According to another embodiment, the process is conducted using a food processor or food mixer, such as an industrial food processor or industrial food mixer, respectively, a dual asymmetric centrifuge (DAC) mixer or a rotary mixer/dryer, such as an industrial rotary mixer/dryer

According to an embodiment, the extruder is run at a speed of 50 to 500 rpm, preferably of 100 to 300 rpm, more preferably of 150 to 250 rpm, even more preferably of 175 to 225 rpm.

According to an embodiment, no additional heat is added in the process.

According to an embodiment, the wet granulation process has a process temperature between 5 to 80° C., preferably between 10 to 60° C., more preferably between 20 to 40° C.

According to an embodiment, the process further comprises an additional drying step e.
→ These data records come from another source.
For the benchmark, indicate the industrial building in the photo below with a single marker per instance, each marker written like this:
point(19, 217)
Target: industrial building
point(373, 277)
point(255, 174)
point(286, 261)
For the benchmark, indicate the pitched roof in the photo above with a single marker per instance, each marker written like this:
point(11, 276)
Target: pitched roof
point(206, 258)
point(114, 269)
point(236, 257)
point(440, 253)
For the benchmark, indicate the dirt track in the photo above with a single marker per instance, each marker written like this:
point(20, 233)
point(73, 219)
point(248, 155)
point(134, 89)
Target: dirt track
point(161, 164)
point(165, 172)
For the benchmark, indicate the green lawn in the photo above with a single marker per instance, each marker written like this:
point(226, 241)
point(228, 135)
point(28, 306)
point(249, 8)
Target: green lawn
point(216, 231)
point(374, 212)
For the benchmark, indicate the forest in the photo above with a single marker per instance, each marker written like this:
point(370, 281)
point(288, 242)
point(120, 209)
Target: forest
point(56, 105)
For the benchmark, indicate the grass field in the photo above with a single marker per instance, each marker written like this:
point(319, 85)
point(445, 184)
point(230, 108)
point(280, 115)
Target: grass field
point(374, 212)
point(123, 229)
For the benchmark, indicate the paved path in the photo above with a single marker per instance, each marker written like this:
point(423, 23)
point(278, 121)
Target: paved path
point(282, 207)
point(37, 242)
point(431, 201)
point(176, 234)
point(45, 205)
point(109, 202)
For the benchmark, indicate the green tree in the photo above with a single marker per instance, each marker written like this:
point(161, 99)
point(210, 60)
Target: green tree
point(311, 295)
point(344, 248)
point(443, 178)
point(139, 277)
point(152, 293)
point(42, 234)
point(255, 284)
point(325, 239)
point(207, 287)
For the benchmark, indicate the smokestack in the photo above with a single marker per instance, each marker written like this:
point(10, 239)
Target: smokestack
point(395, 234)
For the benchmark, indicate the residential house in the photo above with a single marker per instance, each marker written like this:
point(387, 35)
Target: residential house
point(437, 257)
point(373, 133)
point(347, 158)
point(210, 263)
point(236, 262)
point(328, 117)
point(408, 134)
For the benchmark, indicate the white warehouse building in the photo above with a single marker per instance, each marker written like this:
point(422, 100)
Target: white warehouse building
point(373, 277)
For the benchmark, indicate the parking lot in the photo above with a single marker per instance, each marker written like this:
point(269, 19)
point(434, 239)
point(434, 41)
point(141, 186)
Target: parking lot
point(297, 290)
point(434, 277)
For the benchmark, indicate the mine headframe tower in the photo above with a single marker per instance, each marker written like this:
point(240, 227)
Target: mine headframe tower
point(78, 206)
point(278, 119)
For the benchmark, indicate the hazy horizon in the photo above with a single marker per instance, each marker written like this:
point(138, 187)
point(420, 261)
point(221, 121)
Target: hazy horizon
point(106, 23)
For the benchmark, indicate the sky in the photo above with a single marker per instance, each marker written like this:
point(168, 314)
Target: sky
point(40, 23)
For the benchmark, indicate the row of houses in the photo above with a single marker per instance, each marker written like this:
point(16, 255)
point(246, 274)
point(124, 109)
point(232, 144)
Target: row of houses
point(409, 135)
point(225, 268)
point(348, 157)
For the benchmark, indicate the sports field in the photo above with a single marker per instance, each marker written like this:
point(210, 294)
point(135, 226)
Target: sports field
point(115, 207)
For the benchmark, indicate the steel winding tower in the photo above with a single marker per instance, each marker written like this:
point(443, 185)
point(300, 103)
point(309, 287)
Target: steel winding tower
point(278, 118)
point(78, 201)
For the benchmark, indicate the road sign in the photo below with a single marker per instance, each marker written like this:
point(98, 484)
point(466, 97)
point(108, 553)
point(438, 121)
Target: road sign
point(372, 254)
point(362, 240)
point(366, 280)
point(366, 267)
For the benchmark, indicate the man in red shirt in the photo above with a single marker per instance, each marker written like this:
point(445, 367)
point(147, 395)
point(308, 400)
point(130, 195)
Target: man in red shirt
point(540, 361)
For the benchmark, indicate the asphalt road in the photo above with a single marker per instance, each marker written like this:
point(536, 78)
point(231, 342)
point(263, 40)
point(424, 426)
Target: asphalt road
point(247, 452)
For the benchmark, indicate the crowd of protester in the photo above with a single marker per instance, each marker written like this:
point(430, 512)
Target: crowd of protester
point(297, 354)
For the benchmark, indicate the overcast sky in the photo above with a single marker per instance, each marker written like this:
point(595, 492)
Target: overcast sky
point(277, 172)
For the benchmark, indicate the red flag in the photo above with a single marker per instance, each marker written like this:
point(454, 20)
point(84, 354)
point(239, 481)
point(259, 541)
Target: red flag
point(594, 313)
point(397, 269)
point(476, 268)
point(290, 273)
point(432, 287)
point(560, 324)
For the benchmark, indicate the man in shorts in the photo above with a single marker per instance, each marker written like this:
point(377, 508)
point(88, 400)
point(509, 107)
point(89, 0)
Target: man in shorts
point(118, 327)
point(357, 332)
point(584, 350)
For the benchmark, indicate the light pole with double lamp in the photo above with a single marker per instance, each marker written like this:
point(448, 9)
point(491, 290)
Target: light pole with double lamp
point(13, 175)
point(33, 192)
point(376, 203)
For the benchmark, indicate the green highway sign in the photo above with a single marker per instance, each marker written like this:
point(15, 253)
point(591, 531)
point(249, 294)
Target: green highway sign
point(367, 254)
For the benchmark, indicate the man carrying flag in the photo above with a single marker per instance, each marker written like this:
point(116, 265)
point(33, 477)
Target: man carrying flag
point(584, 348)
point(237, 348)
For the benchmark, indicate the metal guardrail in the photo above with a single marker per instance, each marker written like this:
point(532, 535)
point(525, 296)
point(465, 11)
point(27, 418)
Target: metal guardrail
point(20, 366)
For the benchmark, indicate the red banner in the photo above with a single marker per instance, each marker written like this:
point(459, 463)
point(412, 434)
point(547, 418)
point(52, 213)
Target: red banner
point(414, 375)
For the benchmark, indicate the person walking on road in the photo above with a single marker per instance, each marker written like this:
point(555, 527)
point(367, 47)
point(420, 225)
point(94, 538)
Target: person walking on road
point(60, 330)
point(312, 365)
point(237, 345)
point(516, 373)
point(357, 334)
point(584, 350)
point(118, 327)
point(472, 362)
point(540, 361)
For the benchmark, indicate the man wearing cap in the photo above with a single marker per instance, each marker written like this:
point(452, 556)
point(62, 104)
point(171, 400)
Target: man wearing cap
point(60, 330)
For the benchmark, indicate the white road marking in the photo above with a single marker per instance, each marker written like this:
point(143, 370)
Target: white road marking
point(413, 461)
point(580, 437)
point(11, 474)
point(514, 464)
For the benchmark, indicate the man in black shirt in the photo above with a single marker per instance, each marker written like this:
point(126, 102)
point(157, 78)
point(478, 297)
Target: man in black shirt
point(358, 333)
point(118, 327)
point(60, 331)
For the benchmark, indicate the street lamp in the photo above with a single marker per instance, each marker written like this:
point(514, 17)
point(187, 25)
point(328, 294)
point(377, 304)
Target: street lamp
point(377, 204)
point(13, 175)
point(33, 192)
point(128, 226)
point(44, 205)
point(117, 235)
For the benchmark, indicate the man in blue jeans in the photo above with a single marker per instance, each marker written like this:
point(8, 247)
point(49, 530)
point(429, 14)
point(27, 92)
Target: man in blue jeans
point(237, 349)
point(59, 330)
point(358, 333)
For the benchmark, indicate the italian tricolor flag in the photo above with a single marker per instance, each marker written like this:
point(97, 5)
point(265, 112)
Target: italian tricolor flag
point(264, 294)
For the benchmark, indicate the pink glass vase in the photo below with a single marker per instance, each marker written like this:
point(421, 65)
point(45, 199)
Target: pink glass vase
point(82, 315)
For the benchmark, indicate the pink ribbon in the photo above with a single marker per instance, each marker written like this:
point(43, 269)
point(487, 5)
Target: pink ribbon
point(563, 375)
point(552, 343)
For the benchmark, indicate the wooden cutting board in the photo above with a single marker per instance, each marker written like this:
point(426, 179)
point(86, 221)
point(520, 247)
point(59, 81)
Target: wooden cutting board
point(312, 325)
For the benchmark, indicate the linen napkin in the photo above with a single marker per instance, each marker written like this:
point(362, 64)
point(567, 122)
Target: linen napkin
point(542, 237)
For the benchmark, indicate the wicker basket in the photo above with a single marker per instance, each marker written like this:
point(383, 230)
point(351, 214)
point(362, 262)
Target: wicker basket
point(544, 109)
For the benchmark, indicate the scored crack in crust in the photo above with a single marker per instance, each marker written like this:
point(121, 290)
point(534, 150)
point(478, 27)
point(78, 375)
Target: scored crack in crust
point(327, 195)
According to a preferred embodiment, the drying step e. removes the liquid, preferably water, that was added during wet granulation in step c. The amount of liquid, preferably water to be removed is from 0.01 to 100 wt. %, preferably 20-100%, more preferably 40-100 wt. %, even more preferably 60 to 100 wt. %, and most preferably 80 to 100 wt. %, based on the total weight of the added liquid, preferably added water.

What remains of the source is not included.